The combinatorial screening approach was next applied to find peptide catalysts that demonstrate site selectivity in the epoxidation of the sesquiterpene, farnesol. An on-bead catalyst displaying selectivity for the allylic olefin of farnesol was used as a template for a biased split-and-pool library, which after an additional round of combinatorial evolution resulted in other sequences that were further developed for allylic epoxidation. When modified for study in solution, the most site-selective catalysts were also found to deliver excellent enantioselectivity in the epoxidation of farnesol, other terpene alcohols, and an array of other allylic alcohols. A number of studies aimed at uncovering the details by which selectivity is achieved for allylic olefins were performed, advancing our understanding of how the catalyst operates.
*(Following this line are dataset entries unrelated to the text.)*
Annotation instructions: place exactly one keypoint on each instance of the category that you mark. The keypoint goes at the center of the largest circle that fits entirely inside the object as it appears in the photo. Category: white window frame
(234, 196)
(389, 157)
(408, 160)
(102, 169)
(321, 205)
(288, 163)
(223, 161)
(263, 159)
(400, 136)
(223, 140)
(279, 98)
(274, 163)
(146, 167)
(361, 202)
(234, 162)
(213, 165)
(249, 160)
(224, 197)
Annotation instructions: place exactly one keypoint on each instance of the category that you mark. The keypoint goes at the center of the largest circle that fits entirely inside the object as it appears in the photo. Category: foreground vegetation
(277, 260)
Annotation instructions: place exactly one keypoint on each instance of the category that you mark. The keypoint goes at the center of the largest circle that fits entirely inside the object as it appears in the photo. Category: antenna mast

In the course of screening, another on-bead peptide sequence was found to display slight selectivity for the internal, 6,7-olefin of farnesol. Further combinatorial evolution, followed by study of a number of peptides in solution, yielded a catalyst that delivers good site selectivity in epoxidation of the 6,7-position of both farnesol and the diterpene, geranylgeraniol. Investigations into the mode of operation of the hexamer catalyst indicated that it is hydroxyl-directed and that a truncated, trimer peptide still retains some of the 6,7-selectivity. Analysis of the results from on-bead libraries, catalyst analogues, and NMR studies culminated in models for how the intriguing remote selectivity is achieved.

Both the allylic and remote epoxidation catalysts were also used in tandem to selectively synthesize the 2,6-diepoxides derived from farnesol. In the course of our investigations of these catalysts, we also found another catalyst that delivers similar selectivity to the 6,7-selective epoxidation catalyst in the epoxidation of 2,3-epoxyfarnesol. We explored the advancement of this different catalyst using a surrogate substrate, citronellol, which ultimately led to a slightly improved catalyst.
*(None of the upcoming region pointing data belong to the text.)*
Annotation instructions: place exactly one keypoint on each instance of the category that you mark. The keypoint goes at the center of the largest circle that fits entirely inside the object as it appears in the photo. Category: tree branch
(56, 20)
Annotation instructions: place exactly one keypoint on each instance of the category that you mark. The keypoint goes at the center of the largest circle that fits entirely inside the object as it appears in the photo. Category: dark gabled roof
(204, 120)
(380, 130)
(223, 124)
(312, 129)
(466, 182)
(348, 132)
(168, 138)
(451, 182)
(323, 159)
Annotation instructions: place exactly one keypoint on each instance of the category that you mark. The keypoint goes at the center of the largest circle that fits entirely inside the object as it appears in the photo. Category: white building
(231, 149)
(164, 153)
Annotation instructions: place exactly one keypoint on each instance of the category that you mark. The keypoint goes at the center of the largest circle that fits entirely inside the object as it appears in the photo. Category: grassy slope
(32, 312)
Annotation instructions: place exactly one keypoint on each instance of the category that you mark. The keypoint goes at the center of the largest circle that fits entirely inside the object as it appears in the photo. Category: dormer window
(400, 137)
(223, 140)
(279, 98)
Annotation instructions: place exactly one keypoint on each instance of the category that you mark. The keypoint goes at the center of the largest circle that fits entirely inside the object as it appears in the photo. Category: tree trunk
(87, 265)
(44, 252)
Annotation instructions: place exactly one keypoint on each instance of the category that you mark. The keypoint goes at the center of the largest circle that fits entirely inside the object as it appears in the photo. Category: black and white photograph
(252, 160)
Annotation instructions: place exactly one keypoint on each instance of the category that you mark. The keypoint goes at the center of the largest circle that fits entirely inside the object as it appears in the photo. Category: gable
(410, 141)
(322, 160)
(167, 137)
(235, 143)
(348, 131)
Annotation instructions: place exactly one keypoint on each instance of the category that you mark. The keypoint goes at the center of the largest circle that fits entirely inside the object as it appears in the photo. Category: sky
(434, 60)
With our models of how a catalyst is directed by the hydroxyl group of farnesol to deliver selectivity for the 6,7-position, we endeavored to design catalysts for both alternate selectivity as well as catalysts directed by groups other than a hydroxyl. We found success in the application of our design approach in the epoxidation of the 6,7-olefin of various farnesyl ethers. One application of these ether-directed catalysts was to the selective epoxidation of difarnesyl ether, a constitutional isomer of squalene oxide.

This dissertation describes the discovery of several catalysts, some of which could be further developed for enhanced or altered selectivity. We note some similarities between the different epoxidation catalysts and reflect on our ability to achieve our project goals. The techniques used, and knowledge gleaned, in the study of the catalysts documented herein may prove useful in future studies in the selective modification of organic molecules.